Le cas de la Hongrie (et je généraliserais sans trop prendre de risque aux autres pays d’Europe du sud et de l’est, souvenez vous de la crise grecque) est tout de même assez différent de celui de la France, dans la mesure où similairement à la Grèce, une part importante des salaires n’est pas comptabilisée dans ces statistiques mais est détournée par ce que l’on appelle communément l’économie « au noir ».

Il est important de préciser que pour chaque travailleur ayant recours au travail au noir, il existe également en parallèle une part légale à ce travail. En effet le salaire dit « au noir » fait plutôt figure de complément au salaire légal, du moins la plupart du temps. D’où la difficulté (et encore il s’agit à la base d’une simple question de volonté politique) que peut rencontrer l’état à lutter contre ce phénomène.

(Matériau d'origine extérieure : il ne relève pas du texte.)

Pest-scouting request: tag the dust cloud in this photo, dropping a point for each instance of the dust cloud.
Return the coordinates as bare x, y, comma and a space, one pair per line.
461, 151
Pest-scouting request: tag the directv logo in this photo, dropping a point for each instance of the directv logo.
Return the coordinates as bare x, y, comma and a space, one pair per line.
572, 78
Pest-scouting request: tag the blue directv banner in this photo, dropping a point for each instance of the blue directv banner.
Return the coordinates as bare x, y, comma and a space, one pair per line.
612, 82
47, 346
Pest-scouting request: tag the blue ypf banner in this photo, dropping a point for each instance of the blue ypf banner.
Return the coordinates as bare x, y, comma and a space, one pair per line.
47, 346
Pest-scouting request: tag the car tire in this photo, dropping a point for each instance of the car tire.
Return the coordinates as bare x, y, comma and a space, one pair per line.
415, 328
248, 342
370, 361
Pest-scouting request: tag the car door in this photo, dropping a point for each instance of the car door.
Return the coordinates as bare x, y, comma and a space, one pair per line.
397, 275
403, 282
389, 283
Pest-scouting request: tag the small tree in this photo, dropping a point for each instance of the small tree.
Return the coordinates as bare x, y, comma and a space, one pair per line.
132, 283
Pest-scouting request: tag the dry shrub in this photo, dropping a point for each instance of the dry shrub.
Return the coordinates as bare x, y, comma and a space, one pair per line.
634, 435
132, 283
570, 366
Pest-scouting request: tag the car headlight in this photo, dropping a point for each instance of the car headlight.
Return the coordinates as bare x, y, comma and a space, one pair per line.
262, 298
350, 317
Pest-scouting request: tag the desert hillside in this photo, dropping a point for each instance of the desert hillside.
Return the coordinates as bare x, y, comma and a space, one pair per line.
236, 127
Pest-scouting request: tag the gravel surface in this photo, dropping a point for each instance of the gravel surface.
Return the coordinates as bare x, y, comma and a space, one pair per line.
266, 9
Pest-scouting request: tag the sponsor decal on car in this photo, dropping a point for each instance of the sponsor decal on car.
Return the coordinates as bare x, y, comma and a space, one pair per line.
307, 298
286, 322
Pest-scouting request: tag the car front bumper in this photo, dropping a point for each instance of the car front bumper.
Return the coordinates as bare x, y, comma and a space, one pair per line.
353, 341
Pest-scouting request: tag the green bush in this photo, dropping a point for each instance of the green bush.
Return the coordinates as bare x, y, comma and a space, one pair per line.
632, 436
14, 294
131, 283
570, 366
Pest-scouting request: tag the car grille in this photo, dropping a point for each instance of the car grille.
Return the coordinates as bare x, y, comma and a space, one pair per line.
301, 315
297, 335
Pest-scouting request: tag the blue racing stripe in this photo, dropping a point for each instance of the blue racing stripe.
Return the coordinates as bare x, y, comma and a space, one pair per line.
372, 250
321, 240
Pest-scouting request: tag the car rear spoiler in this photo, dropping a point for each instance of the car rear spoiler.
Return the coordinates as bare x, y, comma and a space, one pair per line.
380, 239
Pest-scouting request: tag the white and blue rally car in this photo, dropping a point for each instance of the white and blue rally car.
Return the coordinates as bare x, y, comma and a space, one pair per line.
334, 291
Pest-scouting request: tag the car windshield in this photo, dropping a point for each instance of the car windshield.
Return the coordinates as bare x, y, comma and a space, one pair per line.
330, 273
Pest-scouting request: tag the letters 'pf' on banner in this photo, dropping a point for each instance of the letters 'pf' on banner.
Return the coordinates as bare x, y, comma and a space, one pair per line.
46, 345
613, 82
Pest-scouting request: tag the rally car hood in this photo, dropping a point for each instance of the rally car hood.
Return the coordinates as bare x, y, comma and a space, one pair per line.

Le recours au travail au noir est donc très rependu dans ces pays là , et ce pour une raison simple qui est la stagnation, voire la diminution des faibles salaires. Comment s’y prennent donc les employeurs pour faire accepter le recours au travail au noir ? L’employeur fait miroiter une hausse (bien réelle) du salaire NET au travailleur, en lui faisant comprendre qu’il lui coûte trop cher, que ce qu’il doit cotiser pour lui est trop élevé et ne lui permet pas de l’augmenter. Si le salarié consent à recevoir un salaire légal inférieur, un complément salarial illégal lui sera distribué.

Par exemple, un salarié Français recevant disons 3000 euros brut mensuels (le travail au noir de concerne pas seulement les faibles salaires) de salaire légal, soit un salaire net de 2356 euros, se verra proposer une diminution vers un salaire brut légal de 2500 euros mensuels (le salaire net diminuera), avec un complément de 500 euros d’argent liquide. Le travailleur se réjouira de recevoir plus d’argent en main propre qu’avant. Ce que l’employeur ne dit pas à ce travailleur (non averti ?) est que son salaire total, c’est-à -dire son salaire net AINSI que ce qu’il recevra de manière indirecte en termes de service public, passera de 4317 euros à moins de 4000 euros mensuels, le patron ne payant aucune cotisation sur l’argent liquide versé « au noir ». Les cotisations étant indexées sur le salaire, mais se prélevant sur le profit, la part du profit augmente à mesure que les cotisations diminuent, le recours au travail au noir étant une façon d’augmenter la part du profit dans la valeur ajoutée.

Maintenant quelles seraient les conséquences d’un recours massif à ce genre de pratiques ? Nous avons vu que, bien qu’il reçoive plus d’argent en main propre, le travailleur voit une partie de ce qu’il produit non pas reversé vers la société sous forme de cotisations, mais directement transférée au capital. L’état voit donc ses recettes décimées et ne peut donc plus trouver autant d’argent qu’avant pour financer les services publics. Soit il s’endette de façon à assurer la survie de ces services publics et a ensuite recours au FMI qui proposera un retrait de l’état de ces services, soit il se sert du prétexte du déficit directement pour mieux privatiser ces même services (les deux vont très souvent de pair, seule la méthode diffère légèrement). Le pauvre travailleur qui se retrouve avec son salaire substantiellement augmenté avec le recours au travail au noir, se verra refuser des soins, une éducation, car son augmentation, comparée à la baisse du financement public des hôpitaux et des écoles par exemple, fait figure d’une goutte dans l’océan.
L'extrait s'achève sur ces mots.